Descendre la rue vers l´église fut un merveilleux début de soirée. L´église du XVIIIème siècle était illuminée et la flèche nous dominait dans le ciel nocturne. Christ Church Spitalfields fut dessinée par l´architecte Britannique Nicholas Hawksmoor (un contemporain de Sir Christopher Wren), dans l´idée d´offrir suffisamment d´églises aux « Godless thousands » (milliers de dissidents) qui vivaient juste aux abords de la ville de Londres. La plus grande partie de ces « milliers » était composée de tisserands Huguenots Français, qui venaient d´être expulsés de France. Quel lieu intéressant pour un groupe venu de Corse!
A l´intérieur, nous prenons place dans l´immense nef, écoutant les bribes de conversation de nos voisins dans le public - la plupart en Anglais mais quelques unes en Français également. Notre petit groupe, deux d´entre nous fans d´A Filetta et la troisième était venue par curiosité et j´étais curieuse de voir ce qu´elle en penserait. Ce sera A Filetta sans fioritures - pure a capella musique du fin fond de la Méditerranée.

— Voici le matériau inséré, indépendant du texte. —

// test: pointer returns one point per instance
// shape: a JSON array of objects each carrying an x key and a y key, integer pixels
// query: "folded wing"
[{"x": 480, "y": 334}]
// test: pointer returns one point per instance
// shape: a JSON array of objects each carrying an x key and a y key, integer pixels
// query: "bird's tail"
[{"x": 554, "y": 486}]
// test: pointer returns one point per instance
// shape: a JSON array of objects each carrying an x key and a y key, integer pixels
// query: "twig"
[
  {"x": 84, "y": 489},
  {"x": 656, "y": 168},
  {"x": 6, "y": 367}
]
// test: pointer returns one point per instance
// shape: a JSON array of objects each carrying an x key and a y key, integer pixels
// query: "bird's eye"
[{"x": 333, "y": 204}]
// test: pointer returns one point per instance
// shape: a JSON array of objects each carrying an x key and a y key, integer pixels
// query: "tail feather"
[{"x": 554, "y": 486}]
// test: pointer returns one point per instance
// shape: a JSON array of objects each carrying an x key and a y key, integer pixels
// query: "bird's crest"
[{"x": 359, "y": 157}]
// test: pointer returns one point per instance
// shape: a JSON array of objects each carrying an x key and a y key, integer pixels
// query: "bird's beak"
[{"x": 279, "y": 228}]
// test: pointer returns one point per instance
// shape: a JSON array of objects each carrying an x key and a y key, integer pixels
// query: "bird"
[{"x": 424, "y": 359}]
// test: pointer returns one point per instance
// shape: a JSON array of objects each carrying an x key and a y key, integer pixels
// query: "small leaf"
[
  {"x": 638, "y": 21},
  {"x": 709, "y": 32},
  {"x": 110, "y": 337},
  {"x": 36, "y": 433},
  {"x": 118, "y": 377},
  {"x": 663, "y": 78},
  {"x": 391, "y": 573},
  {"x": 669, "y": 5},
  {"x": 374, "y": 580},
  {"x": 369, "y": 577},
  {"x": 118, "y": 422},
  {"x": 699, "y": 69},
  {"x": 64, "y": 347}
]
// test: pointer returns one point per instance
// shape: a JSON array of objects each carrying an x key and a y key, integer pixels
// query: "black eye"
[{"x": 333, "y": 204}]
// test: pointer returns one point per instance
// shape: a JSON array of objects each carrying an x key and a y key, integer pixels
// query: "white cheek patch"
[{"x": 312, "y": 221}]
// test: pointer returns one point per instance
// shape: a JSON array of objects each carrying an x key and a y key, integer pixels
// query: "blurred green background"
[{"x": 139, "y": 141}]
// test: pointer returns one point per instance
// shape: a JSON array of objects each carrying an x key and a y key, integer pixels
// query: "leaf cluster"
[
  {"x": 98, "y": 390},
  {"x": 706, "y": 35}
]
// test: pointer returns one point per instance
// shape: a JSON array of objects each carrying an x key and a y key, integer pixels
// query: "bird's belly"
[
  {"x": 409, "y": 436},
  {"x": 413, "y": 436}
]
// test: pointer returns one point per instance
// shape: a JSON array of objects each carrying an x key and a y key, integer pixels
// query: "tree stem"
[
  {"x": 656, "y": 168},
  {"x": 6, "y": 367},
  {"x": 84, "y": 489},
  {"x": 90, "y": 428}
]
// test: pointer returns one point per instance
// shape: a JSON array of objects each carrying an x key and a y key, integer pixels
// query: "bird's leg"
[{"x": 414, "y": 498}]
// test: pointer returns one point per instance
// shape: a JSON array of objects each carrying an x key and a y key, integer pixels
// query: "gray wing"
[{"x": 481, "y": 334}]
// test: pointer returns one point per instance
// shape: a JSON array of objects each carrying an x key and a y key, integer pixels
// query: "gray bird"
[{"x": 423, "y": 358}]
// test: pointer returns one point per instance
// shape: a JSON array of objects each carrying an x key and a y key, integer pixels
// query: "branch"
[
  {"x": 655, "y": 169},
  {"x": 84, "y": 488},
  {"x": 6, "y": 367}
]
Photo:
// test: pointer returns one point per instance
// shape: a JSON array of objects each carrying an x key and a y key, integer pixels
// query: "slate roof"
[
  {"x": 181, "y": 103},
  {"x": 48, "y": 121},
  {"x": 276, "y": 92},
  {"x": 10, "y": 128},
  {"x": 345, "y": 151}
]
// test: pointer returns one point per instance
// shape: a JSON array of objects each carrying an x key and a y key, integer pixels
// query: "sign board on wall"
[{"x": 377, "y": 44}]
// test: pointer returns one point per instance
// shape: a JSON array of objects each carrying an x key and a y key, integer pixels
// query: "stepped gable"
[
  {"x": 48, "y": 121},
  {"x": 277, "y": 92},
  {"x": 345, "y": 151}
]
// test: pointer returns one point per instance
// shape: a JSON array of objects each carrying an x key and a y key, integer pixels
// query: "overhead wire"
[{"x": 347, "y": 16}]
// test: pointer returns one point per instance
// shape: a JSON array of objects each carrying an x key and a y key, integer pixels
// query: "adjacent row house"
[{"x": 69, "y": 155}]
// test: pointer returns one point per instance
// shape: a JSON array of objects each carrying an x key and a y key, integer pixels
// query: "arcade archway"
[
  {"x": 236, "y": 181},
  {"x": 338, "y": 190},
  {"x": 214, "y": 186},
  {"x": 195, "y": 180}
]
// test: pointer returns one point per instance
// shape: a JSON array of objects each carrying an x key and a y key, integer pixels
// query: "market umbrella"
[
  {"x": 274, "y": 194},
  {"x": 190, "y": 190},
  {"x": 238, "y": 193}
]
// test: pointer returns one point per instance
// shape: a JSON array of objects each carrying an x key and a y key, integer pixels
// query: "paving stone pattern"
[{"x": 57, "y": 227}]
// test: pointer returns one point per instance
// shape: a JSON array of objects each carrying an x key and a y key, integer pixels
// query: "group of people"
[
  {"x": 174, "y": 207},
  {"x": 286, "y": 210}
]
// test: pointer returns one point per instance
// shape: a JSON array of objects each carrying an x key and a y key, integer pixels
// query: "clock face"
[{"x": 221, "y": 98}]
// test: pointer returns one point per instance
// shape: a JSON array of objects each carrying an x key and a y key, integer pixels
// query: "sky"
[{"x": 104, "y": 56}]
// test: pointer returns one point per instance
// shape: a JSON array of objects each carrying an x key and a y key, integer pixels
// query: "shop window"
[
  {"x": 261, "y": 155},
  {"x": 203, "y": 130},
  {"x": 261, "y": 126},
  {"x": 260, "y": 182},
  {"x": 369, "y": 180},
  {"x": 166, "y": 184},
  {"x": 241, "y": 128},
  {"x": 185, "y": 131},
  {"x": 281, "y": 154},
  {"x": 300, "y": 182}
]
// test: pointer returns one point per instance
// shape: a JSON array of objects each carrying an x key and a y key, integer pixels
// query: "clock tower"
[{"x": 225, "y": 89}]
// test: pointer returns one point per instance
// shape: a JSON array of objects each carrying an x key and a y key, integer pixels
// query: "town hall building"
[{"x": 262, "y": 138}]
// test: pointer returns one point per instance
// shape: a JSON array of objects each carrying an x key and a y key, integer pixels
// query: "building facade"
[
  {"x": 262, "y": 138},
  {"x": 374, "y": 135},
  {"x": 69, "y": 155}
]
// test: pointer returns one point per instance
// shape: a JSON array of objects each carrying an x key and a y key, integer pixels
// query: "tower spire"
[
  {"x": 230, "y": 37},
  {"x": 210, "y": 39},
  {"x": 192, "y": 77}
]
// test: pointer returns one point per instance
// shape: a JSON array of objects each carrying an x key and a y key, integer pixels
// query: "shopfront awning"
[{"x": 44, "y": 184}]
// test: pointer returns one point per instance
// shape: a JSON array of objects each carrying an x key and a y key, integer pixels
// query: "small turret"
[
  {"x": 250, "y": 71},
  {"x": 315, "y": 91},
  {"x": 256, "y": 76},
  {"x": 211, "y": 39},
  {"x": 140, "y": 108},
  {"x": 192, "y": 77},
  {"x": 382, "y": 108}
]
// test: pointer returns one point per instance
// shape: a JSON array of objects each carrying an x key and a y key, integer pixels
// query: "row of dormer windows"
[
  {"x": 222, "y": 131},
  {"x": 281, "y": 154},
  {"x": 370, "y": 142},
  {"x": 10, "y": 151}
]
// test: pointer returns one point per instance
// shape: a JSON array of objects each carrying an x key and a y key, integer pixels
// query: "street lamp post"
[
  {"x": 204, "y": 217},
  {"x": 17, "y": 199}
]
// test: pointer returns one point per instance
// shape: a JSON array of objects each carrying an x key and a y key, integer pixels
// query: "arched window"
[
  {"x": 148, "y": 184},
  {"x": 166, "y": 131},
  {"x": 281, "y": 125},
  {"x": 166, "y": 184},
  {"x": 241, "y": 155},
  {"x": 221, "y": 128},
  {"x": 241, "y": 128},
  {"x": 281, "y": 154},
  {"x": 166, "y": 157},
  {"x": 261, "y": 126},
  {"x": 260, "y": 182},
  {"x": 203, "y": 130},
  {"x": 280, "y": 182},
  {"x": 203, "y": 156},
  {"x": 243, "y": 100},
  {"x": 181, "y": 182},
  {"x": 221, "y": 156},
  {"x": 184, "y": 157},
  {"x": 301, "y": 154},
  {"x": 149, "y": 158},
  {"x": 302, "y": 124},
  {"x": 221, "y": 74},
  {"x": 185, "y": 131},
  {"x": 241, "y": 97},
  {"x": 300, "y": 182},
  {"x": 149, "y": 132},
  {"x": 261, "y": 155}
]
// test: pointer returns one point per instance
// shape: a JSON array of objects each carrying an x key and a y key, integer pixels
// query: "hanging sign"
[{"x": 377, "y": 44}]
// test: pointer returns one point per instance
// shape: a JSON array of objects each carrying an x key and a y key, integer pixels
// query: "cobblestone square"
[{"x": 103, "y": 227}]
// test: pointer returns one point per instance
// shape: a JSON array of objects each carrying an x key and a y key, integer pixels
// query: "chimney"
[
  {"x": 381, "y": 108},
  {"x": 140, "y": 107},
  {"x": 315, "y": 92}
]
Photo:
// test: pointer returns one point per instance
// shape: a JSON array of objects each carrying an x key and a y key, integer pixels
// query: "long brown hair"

Le concert était basé sur le programme de Bracana d´A Filetta et a commencé avec O Salutaris Hostia. Je fus surprise - pas déçue - mais surprise lorsque, malgré le superbe chant attendu, les premières notes n´ont pas eues, sur moi, l´impact émotionnel et physique habituel, cet impact que j´attend désormais de la musique Corse. Je dois être fatiguée, pensais-je et me réinstallais pour apprécier le concert quoi qu´il en fut. Je ferme les yeux et laisse la musique me transporter. Ensuite A Paghjella et l´Agnus Dei et j´entr’aperçue la Corse. Le public était conquis et applaudit avec enthousiasme. Le Benedictus commença et je réalisais soudainement que mon cœur et que mon estomac, comme d´habitude, étaient retournés, et je laissais alors Londres loin derrière moi. A Filetta venait de produire un miracle Corse, bâti sur le suspense, nous rapprochant les uns des autres et surmontant le problème - surprenant l´acoustique difficile. Quel triomphe!
Après ça mes yeux étaient grand ouverts! Nous étions capturés par le complexe tissage des notes et des syllabes, le subtil entrejeu sonore et visuel. Les saveurs de Meditate et le Figliolu d'ella de Jean-Claude Acquaviva; la fascination des ces voix familières passant à un autre pays et à une autre culture pour chanter Makharia, la prière Géorgienne.
Nous les avons appréciés et bien sur ils nous ont offert un rappel. Notre amie fut captivée et enthousiaste. Plus tard nous avons eu la chance de pouvoir échanger quelques mots avec les chanteurs et nous ne fumes pas surpris d´entendre Jean-Claude Acquaviva nous dire à quel point la sècheresse de l´acoustique avait nécessité toute l´expérience d´A Filetta. Et ils ont très certainement réussi. Bravo!